Martedì, 27 Luglio 2021
mobilità

Bus a rischio nell'area metropolitana di Milano: i tagli estivi

Secondo l'ente che ha sostituito la Provincia, da settembre è a rischio il trasporto locale se non saranno arrivati i soldi dalla Regione

Tagli al trasporto pubblico locale nell'area metropolitana (foto Repertorio)

E' al collasso il trasporto pubblico locale nell'area metropolitana di Milano. E se non arrivano subito soldi dalla Regione, si va verso pesantissimi tagli del servizio dal primo di settembre, mentre sono già state ridotte sensibilmente le corse nel periodo estivo, soprattutto (ma non solo) agosto.

A lanciare l'allarme è Siria Trezzi, che oltre ad essere sindaco di Cinisello Balsamo è anche consigliera metropolitana delegata alla mobilità. All'appello mancano - secondo quanto lei riferisce - due milioni e 800 mila euro, che la Regione si era impegnata a dare come contributo ma che non sono ancora stati destinati. 

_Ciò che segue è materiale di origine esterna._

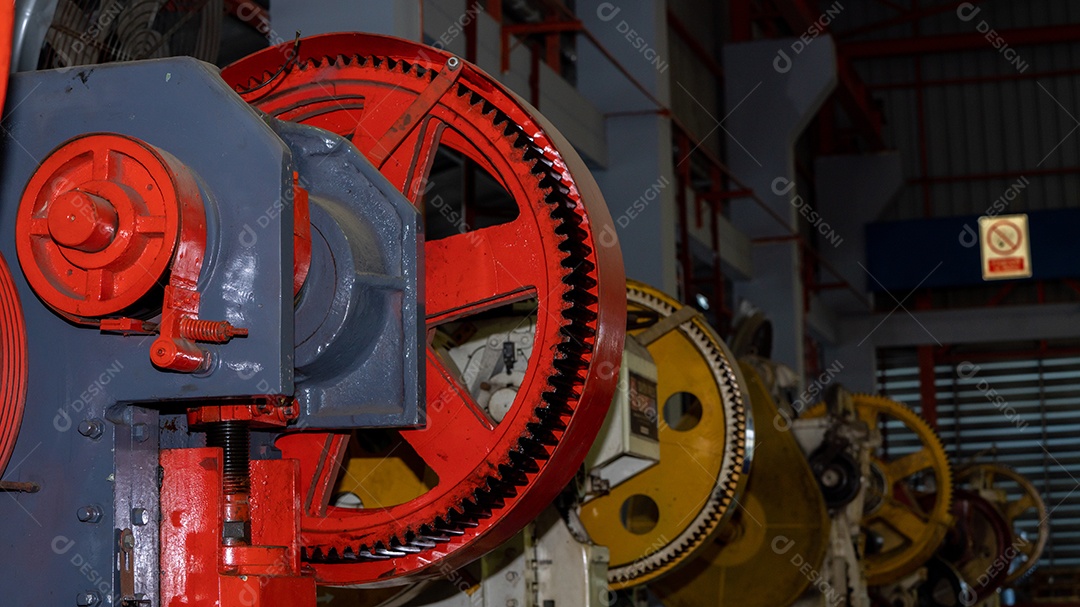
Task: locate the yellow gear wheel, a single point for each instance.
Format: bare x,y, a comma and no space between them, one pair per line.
1000,481
909,533
653,521
780,534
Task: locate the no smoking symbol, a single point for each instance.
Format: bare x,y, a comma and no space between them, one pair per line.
1004,238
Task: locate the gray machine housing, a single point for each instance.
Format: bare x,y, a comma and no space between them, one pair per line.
354,359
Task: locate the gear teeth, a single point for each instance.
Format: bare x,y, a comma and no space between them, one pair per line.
578,312
731,477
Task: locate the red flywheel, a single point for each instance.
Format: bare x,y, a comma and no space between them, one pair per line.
399,102
13,364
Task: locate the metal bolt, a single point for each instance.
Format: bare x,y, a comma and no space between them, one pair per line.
91,428
90,514
139,516
127,539
140,432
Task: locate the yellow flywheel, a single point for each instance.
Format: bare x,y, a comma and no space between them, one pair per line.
766,553
902,531
656,520
1020,503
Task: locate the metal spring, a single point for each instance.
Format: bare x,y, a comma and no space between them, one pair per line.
233,437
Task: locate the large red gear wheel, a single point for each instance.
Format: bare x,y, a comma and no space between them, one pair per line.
397,102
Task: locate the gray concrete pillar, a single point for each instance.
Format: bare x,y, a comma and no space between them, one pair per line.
772,90
638,183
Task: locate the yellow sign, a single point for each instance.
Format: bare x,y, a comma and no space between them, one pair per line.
1006,247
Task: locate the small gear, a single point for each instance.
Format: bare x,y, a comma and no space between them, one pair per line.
993,480
908,531
767,538
704,453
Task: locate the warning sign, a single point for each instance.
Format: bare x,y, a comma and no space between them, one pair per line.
1004,245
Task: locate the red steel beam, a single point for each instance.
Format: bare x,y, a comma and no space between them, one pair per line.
954,42
852,93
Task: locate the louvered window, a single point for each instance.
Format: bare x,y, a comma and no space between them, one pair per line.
1021,413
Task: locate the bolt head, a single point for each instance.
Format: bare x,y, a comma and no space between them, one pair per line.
140,432
91,428
140,516
89,514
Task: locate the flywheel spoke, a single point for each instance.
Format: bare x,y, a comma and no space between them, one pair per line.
458,432
475,271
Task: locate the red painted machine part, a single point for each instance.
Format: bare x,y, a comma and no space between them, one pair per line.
561,250
13,364
99,221
197,570
13,347
7,29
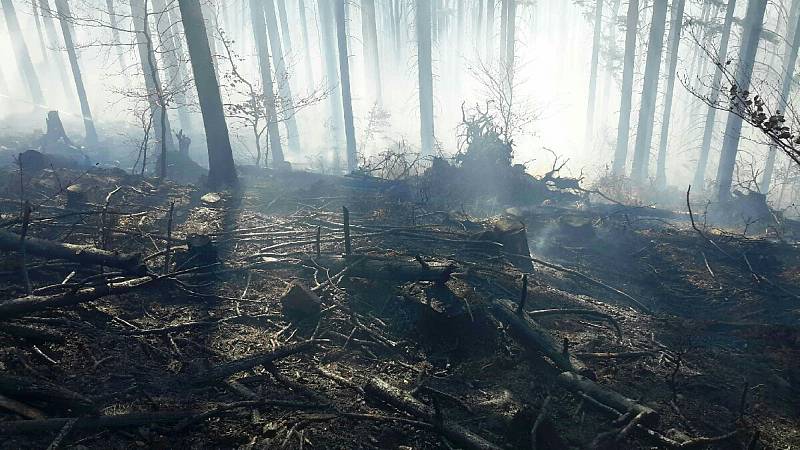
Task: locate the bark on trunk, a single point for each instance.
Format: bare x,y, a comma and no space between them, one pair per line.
220,156
708,128
623,127
753,24
674,40
63,13
647,108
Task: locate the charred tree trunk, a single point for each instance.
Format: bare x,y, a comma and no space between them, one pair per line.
647,109
260,35
596,37
306,45
424,65
708,129
790,61
152,81
331,71
220,156
27,71
282,76
369,32
62,7
623,128
753,24
344,74
674,40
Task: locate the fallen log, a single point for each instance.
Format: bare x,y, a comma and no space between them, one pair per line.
533,337
82,254
49,395
401,270
405,402
619,402
222,371
31,303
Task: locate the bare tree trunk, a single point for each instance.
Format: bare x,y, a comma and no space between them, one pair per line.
112,17
27,71
331,71
753,24
425,69
169,52
306,45
647,108
790,61
369,32
597,36
260,35
623,128
344,74
674,40
708,129
222,170
282,76
152,81
63,14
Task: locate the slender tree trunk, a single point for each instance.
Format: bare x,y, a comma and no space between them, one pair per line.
597,36
260,35
222,170
753,24
647,109
282,77
490,7
344,74
708,129
790,61
24,62
425,68
674,40
63,14
369,36
331,70
306,45
623,128
112,17
169,53
152,81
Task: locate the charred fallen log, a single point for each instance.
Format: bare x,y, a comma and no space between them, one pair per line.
403,401
25,305
83,254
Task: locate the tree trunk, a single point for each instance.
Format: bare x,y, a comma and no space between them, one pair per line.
220,156
708,129
597,36
623,128
425,69
169,52
344,74
260,35
331,72
63,13
24,62
647,109
369,36
152,81
753,24
790,61
282,76
674,40
112,17
306,45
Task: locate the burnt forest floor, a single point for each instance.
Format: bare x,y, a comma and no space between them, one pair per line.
204,354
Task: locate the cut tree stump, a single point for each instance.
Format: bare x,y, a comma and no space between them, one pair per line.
405,402
82,254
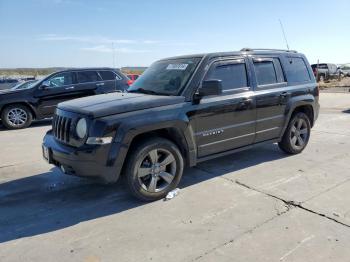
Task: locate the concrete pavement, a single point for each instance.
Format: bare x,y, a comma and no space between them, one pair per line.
257,205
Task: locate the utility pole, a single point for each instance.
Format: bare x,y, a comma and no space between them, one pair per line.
284,33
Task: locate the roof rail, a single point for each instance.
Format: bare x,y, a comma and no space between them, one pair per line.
266,49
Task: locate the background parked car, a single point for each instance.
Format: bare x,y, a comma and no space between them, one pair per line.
24,85
325,71
345,70
132,78
6,83
20,106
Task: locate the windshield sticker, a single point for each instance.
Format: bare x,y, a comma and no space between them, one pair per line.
177,67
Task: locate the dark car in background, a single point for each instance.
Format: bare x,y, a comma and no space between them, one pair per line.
24,85
20,106
325,71
132,78
345,70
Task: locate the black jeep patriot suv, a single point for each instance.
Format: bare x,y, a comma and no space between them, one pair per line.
182,111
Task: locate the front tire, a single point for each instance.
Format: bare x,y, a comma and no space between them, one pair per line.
297,134
16,117
154,168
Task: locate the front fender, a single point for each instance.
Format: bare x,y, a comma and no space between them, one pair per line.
127,131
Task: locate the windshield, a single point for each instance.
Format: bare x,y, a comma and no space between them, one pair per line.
25,85
165,77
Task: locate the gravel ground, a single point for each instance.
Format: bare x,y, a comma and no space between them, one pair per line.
257,205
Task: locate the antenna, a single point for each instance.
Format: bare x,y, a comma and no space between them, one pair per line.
284,34
113,50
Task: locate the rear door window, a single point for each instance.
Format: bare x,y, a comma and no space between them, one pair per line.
232,74
87,76
268,71
265,72
108,75
297,70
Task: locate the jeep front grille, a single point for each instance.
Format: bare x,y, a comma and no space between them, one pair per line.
61,127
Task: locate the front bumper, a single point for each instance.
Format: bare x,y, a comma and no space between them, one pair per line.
87,161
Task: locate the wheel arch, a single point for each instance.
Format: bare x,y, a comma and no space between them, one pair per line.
31,108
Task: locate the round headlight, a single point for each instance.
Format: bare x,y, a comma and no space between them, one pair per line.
81,128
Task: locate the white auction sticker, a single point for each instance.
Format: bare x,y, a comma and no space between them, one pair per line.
177,66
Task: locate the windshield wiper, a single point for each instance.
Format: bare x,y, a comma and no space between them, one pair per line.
145,91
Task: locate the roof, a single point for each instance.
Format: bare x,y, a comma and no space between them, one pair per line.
259,51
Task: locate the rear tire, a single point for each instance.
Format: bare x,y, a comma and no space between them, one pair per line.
297,134
16,116
153,169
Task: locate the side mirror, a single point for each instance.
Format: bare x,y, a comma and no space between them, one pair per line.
210,88
45,84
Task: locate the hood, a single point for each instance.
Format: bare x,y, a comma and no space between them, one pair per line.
116,103
9,91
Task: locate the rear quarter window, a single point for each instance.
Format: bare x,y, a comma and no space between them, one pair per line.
297,71
87,76
108,75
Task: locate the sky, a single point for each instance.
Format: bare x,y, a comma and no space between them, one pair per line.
84,33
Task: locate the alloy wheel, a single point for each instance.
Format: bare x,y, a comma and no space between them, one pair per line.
157,170
17,117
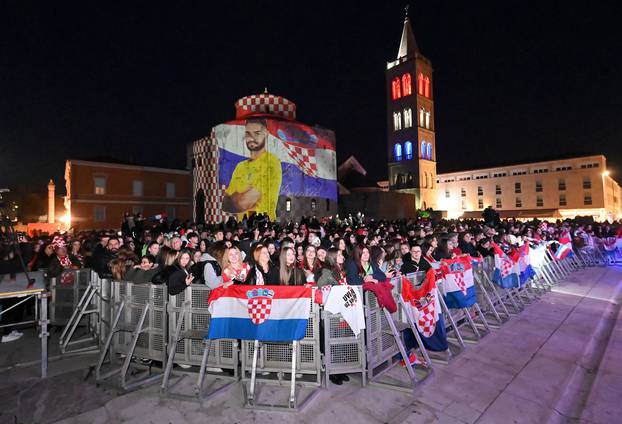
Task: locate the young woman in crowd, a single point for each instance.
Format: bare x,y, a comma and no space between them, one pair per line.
310,263
360,269
234,271
289,273
166,267
263,273
125,259
144,272
331,273
182,276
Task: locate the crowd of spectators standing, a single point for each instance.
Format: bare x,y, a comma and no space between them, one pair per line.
256,251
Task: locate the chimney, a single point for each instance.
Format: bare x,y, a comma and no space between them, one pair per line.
51,206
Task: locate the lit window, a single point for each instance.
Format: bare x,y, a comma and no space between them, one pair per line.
395,88
171,213
538,186
397,121
170,190
397,152
100,185
587,199
561,185
100,213
408,118
406,87
137,188
408,150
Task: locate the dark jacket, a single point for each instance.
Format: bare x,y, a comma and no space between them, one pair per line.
140,276
177,281
101,260
412,266
270,278
163,274
55,269
355,279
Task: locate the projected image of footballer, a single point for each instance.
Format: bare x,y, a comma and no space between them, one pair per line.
256,182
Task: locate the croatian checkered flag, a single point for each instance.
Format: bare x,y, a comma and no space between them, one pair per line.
304,158
425,309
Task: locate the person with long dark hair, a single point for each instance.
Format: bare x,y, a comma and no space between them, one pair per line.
263,273
289,272
360,269
332,271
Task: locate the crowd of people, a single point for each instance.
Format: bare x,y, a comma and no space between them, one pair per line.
319,252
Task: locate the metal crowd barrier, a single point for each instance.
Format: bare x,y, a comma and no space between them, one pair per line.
302,360
344,352
385,344
96,306
139,329
66,291
189,321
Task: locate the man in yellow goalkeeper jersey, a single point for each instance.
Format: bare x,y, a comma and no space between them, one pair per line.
256,182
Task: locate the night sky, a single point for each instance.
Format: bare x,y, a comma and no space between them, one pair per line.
514,80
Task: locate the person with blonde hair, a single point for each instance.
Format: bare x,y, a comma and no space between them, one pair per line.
289,272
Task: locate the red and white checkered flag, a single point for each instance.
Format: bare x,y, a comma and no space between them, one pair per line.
304,158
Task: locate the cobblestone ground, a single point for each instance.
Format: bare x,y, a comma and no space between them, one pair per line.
558,361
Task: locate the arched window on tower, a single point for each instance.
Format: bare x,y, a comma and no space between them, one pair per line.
397,121
408,118
406,86
397,152
408,150
396,88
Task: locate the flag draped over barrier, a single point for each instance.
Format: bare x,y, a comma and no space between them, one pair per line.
565,248
265,313
507,271
524,263
458,283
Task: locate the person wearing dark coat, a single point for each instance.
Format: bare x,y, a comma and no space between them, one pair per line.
144,272
263,273
360,268
181,277
416,263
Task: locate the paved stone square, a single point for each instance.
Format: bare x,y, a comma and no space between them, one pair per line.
558,361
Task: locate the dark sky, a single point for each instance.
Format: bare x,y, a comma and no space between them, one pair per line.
514,80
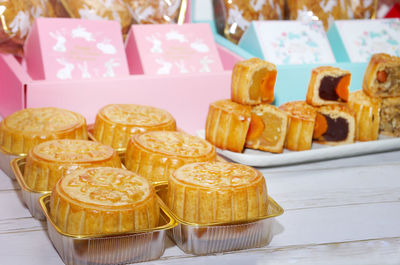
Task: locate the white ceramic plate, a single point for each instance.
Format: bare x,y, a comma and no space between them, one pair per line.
317,152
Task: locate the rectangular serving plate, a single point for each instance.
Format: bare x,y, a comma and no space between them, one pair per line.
317,152
119,248
29,196
203,239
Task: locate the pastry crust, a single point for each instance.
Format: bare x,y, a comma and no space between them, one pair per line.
267,128
103,200
382,76
390,117
325,82
47,162
253,82
210,192
340,126
116,123
155,155
366,110
24,129
227,124
300,125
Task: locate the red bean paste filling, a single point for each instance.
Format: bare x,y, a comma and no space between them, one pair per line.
327,89
338,129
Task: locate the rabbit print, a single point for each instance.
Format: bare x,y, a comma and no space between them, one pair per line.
65,72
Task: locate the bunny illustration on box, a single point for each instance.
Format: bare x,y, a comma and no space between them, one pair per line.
84,70
181,66
205,61
199,46
106,47
175,35
156,44
65,72
165,67
81,32
110,64
61,40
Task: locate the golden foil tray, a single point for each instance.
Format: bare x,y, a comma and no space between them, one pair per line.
29,196
119,248
5,160
202,239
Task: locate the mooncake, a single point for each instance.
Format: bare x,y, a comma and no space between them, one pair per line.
328,85
382,76
253,82
221,192
227,124
47,162
334,125
300,125
267,130
156,154
103,200
367,113
26,128
116,123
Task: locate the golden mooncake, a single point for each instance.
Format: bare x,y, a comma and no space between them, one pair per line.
366,110
47,162
253,82
26,128
390,116
267,130
155,155
116,123
328,85
227,124
103,200
221,192
300,125
334,125
382,76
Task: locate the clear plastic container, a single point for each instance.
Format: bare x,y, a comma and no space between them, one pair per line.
29,196
202,239
5,160
109,249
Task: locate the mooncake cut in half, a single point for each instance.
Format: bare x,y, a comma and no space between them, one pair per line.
328,85
267,130
300,125
155,155
227,124
382,76
47,162
103,200
366,110
390,117
26,128
116,123
334,125
253,82
212,192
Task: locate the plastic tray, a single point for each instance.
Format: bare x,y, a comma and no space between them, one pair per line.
206,239
5,160
109,249
29,196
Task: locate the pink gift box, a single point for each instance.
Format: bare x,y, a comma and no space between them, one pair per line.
186,97
172,49
65,48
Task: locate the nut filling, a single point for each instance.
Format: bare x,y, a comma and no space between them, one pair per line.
388,80
338,129
327,89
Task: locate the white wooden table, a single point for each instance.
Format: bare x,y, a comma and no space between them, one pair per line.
344,211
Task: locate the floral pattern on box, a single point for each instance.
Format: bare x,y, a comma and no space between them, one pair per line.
294,42
362,38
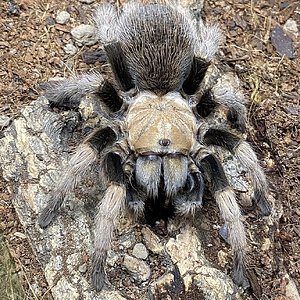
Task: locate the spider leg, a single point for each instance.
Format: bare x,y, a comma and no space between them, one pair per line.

Soldi che ammontano ad appena lo 0,75% del totale destinato dalla Regione al trasporto pubblico locale in un anno.

I tagli già stabiliti

Per il momento le "sforbiciate" riguardano alcune direttrici.  Ad esempio, sono state soppresse nei giorni festivi le linee Z411 (Melzo-San Donato M3), Z412 (Paullo-San Donato M3), Z601 (Legnano-Molino Dorino M1) e Z620 (Magenta-Molino Dorino M1). Sempre nei giorni festivi è stata ridotto del 50% il servizio sulla Z301 (Milano-Bergamo). Diverse anche le soppressioni o drastiche riduzioni nella settimana di ferragosto.

Secondo la Trezzi, questi tagli sono stati chiesti da Regione Lombardia nel 2016: «La Regione - afferma Trezzi - ha imposto, fra le condizioni di utilizzo delle risorse straordinarie del 2016, che si attuasse nel 2017 un'adeguata riorganizzazione del servizio all'interno del bacino di riferimento». Riorganizzazione che, appunto, è stata attuata.

Il nodo dei contratti di servzio

I sei lotti in cui è suddiviso il trasporto pubblico della Città Metropolitana sono stati "trasferiti" (dal primo luglio 2017) alla neonata Agenzia di Bacino di Milano, Monza, Lodi e Pavia. Tre dei sei lotti hanno contratti di svolgimento settennale ancora in corso; per gli altri tre, è terminato il "periodo di vigilanza contrattuale", che però è stato prolungato dalla Città Metropolitana sino al 30 giugno 2017.